The maker of Nescafe, Haagen Dazs and Jenny Craig said sales amounted to 21.39 billion Swiss francs ($23.34 billion), though demand in developed markets was subdued amid global financial uncertainty in the United States its biggest market and Europe.
Sales in developed countries grew 3.1 per cent, compared with a 13 per cent rise in emerging markets.
“As anticipated, 2012 is already confirming itself to be a challenging year,” CEO Paul Bulcke said in a sales update statement.
“In many developed markets where consumer confidence is low, the trading environment is subdued whilst in most emerging markets, conditions remain dynamic and rich in growth opportunities,” he said. “Our past and present investments, and continuing innovation, have enabled us to deliver good growth in the first quarter.”
The results of the Vevey, Switzerland-based company generally met or exceeded analysts’ forecasts. No profit figures were disclosed.
Europe’s food makers have been hurt by the continent’s sovereign debt crisis, which has forced governments to cut spending, seen a spike in unemployment and made consumers wary of spending.
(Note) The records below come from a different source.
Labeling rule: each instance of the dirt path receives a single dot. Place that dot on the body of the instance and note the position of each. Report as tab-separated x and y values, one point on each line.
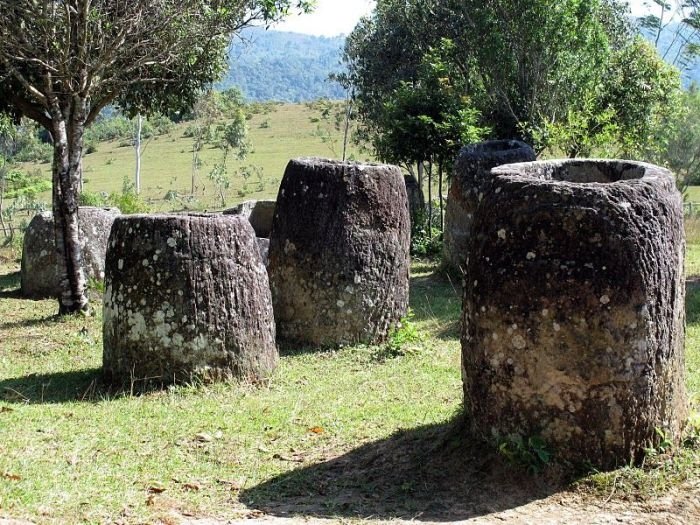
682	507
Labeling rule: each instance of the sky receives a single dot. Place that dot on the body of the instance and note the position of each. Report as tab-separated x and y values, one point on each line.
333	17
330	18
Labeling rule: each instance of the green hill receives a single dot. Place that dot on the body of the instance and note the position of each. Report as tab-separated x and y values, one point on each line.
288	67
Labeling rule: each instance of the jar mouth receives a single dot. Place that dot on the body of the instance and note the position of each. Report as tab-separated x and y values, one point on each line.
580	171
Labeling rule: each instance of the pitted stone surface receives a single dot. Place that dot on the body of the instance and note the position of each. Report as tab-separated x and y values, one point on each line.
573	315
416	200
339	263
258	213
470	180
186	296
41	269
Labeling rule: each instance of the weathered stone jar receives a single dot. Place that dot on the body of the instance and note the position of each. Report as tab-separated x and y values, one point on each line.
41	270
573	316
186	296
470	180
339	261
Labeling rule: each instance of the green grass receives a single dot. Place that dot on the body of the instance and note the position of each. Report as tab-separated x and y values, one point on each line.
72	450
167	160
351	432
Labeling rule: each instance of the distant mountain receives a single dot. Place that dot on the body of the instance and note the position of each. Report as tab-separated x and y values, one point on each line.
289	67
293	67
668	47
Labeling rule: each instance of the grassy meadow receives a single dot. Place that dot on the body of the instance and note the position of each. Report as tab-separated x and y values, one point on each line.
359	432
277	132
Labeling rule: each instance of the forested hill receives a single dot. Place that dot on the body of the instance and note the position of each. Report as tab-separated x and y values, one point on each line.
289	67
292	67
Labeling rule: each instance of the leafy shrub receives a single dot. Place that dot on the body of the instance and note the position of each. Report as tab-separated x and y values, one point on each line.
531	453
128	201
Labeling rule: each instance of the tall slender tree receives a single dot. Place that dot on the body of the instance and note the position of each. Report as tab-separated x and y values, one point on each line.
63	61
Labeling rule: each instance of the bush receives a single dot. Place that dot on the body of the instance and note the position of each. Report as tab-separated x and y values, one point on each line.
426	239
128	201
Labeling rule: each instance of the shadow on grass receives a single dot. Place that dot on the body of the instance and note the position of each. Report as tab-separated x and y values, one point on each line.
430	473
87	385
28	323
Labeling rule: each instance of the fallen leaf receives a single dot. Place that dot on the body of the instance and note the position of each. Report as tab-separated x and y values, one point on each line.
234	485
292	459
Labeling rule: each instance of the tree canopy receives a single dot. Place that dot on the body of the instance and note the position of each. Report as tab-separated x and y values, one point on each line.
530	68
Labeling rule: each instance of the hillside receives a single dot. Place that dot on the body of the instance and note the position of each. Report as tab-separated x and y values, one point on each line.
293	67
287	67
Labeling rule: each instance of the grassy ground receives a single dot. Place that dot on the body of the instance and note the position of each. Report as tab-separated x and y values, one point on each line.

Meanwhile, higher commodity prices have made retail food prices more expensive.
Nestle results showed it managed the tricky market situation relatively well.
Andrew Wood of the Sanford C. Bernstein research firm said he had anticipated that Nestle would have a “fairly strong top-line start to the year.” However, he does not believe it would be enough to get its stock “moving again, particularly given current lofty valuations.”
Nestle shares were trading 0.5 per cent lower at 56.90 francs ($62.10).
Bulcke said a combination of retail price hikes and a predicted drop in the cost of raw materials in the second half of the year has enabled the company to confirm the full-year outlook “of delivering 5 to 6 per cent organic growth” and higher earnings for shareholders.
On Thursday, Nestle held its annual general meeting in Lausanne where shareholders approved a dividend of 1.95 francs ($2.13) per share.
Like many Swiss companies, Nestle has had to cope with the strength of the Swiss franc against other currencies, but since last summer Switzerland’s central bank has moved aggressively to weaken the franc and improve the outlook for Swiss exports.
The world’s biggest food and beverage maker said its organic sales growth was a robust 7.2 per cent, while real internal growth was 2.8 per cent.
Nestle said organic growth was 6.2 per cent in the Americas, 2.3 per cent in Europe and 11.4 per cent in Asia, Oceania and Africa.
The company had posted sales of 22.34 billion francs ($24.38 billion) in the first quarter of 2010.
Nestle did not comment on its bid to buy Pfizer Inc.’s infant-nutrition business for a reported $9 billion, a deal that would help the Swiss-based company to boost growth in China and maintain its position as one of the world’s largest sellers of infant formula.